For example, if Risk 3 (material price fluctuations) did not occur, the Bayesian network can be updated with the new probability.
updated_results <- prob_net_learn(graph, observations = list(C = "No"),
num_samples = 1000)
The updated results can be compared with the original results to see how the changes in the risk probabilities affect the project outcomes.
hist <- hist(simulation_results$H, breaks = 50, plot = FALSE)
hist2 <- hist(updated_results$H, breaks = 50, plot = FALSE)
plot(hist, main = "Pavement Cost", xlab = "Resource Cost", col = "skyblue",
border = "white", ylim = c(0, max(hist$counts, hist2$counts)))
plot(hist2, col = "blue", border = "white", add = TRUE)

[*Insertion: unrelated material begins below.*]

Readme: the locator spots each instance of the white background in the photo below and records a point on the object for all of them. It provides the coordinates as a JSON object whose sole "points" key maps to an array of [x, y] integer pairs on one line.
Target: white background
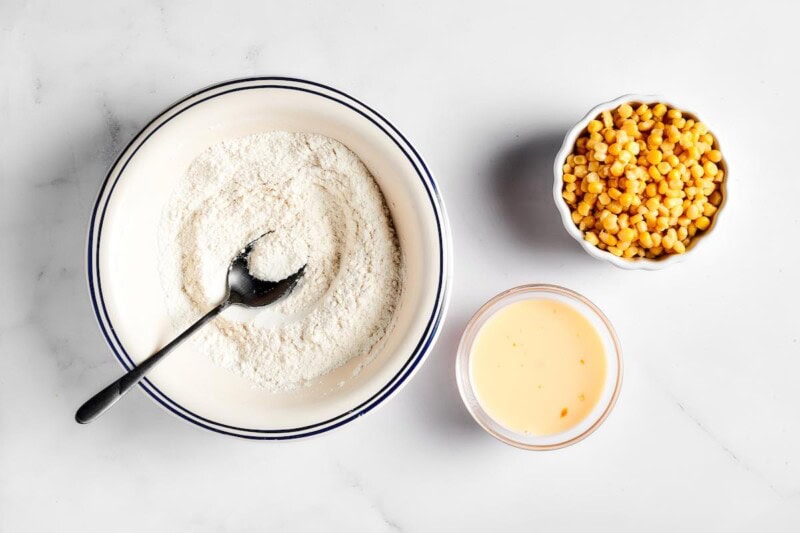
{"points": [[706, 434]]}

legend("topright", legend = c("Original", "Updated"), fill = c("skyblue", "blue"))
Updating
Similarly, the prob_net_update()
function can be used to
update the structure of the Bayesian network by adding or removing arcs
between nodes. This can help in refining the project risk analysis and
in making better decisions.
For example, if Risk 1 (delays in permitting and approvals) is no longer a concern, the arc between Risk 1 and Resource 3 (Regulatory Support) can be removed.
remove_links <- data.frame(
source = c("A"),
target = c("F"),
stringsAsFactors = FALSE
)
update_distributions <- list(
F = list(
type = "normal",
mean = 3500,
sd = 1000
)
)
updated_graph <- prob_net_update(graph, remove_links = remove_links,
update_distributions = update_distributions)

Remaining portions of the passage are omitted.